Depois de dois anos, HRG continua em estado crítico

Depois de dois anos, HRG continua em estado crítico

O presidente do Sindicato dos Médicos do Distrito Federal (SindMédico-DF), Dr. Gutemberg Fialho, o vice, Dr. Carlos Fernando, e a presidente do Conselho Regional de Medicina do Distrito Federal (CRM-DF), Dra. Marcela Montandon, estiveram na emergência do Hospital Regional do Gama (HRG), na manhã desta segunda-feira, 17. Voltaram à unidade de saúde para verificar a adoção de medidas para corrigir os problemas que se alongam há dois anos e já motivaram um indicativo de interdição ética no hospital. O HRG continua em estado crítico.
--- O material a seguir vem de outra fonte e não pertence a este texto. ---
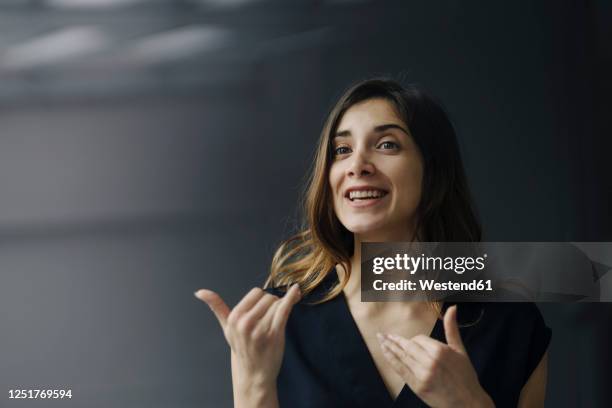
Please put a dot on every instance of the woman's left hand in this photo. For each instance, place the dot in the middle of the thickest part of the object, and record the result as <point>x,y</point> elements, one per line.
<point>440,374</point>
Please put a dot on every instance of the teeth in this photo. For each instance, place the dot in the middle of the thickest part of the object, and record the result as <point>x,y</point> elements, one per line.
<point>366,194</point>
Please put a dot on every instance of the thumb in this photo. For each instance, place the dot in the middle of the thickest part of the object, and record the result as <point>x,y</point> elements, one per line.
<point>216,304</point>
<point>453,336</point>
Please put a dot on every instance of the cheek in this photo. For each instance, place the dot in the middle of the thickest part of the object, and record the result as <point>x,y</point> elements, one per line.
<point>334,180</point>
<point>411,185</point>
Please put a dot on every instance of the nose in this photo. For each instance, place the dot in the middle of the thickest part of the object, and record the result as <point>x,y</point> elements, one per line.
<point>360,165</point>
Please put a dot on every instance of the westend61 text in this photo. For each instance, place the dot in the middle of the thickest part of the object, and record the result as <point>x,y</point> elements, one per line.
<point>430,284</point>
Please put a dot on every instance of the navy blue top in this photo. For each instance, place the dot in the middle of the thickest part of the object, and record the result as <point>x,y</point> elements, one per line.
<point>328,364</point>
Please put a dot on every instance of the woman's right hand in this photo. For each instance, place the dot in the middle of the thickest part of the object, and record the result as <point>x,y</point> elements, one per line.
<point>255,332</point>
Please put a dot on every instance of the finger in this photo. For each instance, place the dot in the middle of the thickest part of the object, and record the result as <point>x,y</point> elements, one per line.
<point>416,357</point>
<point>216,304</point>
<point>396,357</point>
<point>260,308</point>
<point>247,302</point>
<point>453,336</point>
<point>432,347</point>
<point>266,320</point>
<point>284,308</point>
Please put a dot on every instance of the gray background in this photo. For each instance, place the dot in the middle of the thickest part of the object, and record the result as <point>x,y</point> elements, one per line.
<point>128,180</point>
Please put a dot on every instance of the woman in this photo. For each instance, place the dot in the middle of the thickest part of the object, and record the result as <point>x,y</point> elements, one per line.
<point>387,168</point>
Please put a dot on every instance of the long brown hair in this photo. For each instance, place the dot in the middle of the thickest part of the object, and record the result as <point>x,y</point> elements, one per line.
<point>445,212</point>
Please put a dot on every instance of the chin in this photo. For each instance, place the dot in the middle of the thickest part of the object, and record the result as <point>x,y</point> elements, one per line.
<point>362,228</point>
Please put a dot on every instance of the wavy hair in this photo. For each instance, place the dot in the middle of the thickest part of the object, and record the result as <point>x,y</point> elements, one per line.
<point>445,212</point>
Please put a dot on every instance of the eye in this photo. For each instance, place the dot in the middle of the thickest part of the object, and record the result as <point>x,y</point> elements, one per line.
<point>341,150</point>
<point>388,145</point>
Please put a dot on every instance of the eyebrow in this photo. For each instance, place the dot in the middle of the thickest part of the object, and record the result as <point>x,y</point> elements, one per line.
<point>377,129</point>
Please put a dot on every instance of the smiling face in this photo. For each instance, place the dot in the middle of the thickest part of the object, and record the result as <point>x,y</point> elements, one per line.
<point>376,172</point>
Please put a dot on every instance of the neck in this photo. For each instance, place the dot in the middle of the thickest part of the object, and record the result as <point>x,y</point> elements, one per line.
<point>353,287</point>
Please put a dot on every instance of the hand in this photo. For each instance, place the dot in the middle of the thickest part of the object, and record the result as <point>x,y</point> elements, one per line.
<point>440,374</point>
<point>255,332</point>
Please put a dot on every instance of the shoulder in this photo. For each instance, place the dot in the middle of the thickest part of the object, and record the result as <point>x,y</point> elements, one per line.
<point>511,336</point>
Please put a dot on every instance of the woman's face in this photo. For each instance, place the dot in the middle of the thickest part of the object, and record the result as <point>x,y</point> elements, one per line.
<point>376,172</point>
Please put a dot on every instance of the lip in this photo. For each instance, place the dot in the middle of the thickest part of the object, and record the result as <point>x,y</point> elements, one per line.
<point>364,203</point>
<point>363,187</point>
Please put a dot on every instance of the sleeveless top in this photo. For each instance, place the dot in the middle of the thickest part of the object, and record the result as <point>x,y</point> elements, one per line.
<point>327,363</point>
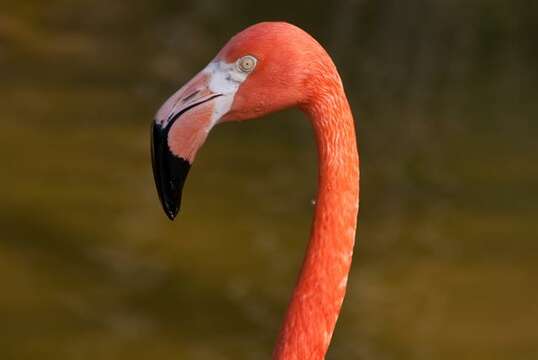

A clínica médica continua com o mesmo problema de insuficiência de médicos. Atualmente, o hospital tem 24 médicos clínicos lotados. De 11 médicos com contrato temporário restaram apenas três e não houve nomeação de novos profissionais aprovados no concurso de 2022. Na manhã da visita, havia 16 pacientes nos boxes, dos quais apenas os que foram atendidos na sala vermelha tinham sido medicados. Foram vistos por médicos pela última vez na sexta-feira, dia 14.

Os seis pacientes na sala vermelha estavam sendo assistidos por um cardiologista. Dois especialistas dessa área se revezam entre a sala vermelha e o atendimento na enfermaria. Em função dessa falta de recursos humanos, só são admitidos pacientes de clínica médica com classificação laranja e vermelha.

A cirurgia geral também enfrenta insuficiência de médicos e, além disso, alto índice de absenteísmo.  O centro obstétrico também funcionava com restrição. Apenas dois especialistas estavam no plantão e os dois realizando procedimentos cirúrgicos. Nessa unidade também foi registrada a insuficiência de neonatologistas.

As escalas de diversas especialidades médicas não fecham a remuneração por Trabalho em Período Definido (TPD) não é atrativa para que os médicos lotados no hospital estendam suas jornadas de trabalho.

O hospital recebeu poucos médicos dentre os aprovados no concurso de 2022: dois nefrologistas, quatro anestesiologistas e um cardiologista – este último não permaneceu.

Após a vistoria realizada, em reunião com o superintendente da Região de Saúde Sul, a presidente do CRM-DF solicitou que seja encaminhado ao Conselho o registro de todas as medidas adotadas para resolução das deficiências apontadas em reunião realizada no dia 7 de janeiro. “Há mais de dois anos denunciamos o caos na emergência da clínica médica do HRG, situação que traz risco às vidas dos pacientes e risco jurídico aos profissionais de saúde. Nesse tempo todo só foram tomadas medidas paliativas insuficientes para corrigir o principal problema, que é a falta de recursos humanos, e o HRG continua em estado crítico”, aponta o presidente do SindMédico-DF.